Árbitro anuncia no sistema de som: “Após revisão na ARA, existe uma mão sem impacto para marcação de tiro penal. Decisão final: bola ao chão para a defesa.”

Polêmica de arbitragem em Botafogo x Corinthians – Foto: Reprodução
A saber, a decisão da arbitragem se baseou estritamente no texto da Regra 12, que trata de infrações e condutas incorretas. De acordo com a norma, nem todo contato da mão ou do braço com a bola constitui uma infração punível com tiro livre direto. Assim sendo, o caso analisado pelo VAR, o toque não foi considerado deliberado e nem uma ampliação antinatural do corpo. Dessa maneira, como a bola desviou no próprio corpo do defensor antes de atingir o braço, a regra prevê que o jogo deve seguir normalmente.

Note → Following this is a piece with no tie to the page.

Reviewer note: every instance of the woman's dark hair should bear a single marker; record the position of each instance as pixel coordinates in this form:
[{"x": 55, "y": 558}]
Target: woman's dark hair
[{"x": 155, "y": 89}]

Enfim, por causa desse entendimento, o pênalti foi retirado por não haver o movimento intencional de bloquear a bola. Além disso, a análise do vídeo descartou o contato físico impeditivo que justificaria a falta no atacante botafoguense. Portanto, a divulgação dos áudios visa dar transparência ao processo e acalmar os ânimos após o empate polêmico. Por fim, o Botafogo agora vira a chave para os próximos compromissos, enquanto a CBF segue sob o olhar atento dos clubes sobre o uso da tecnologia.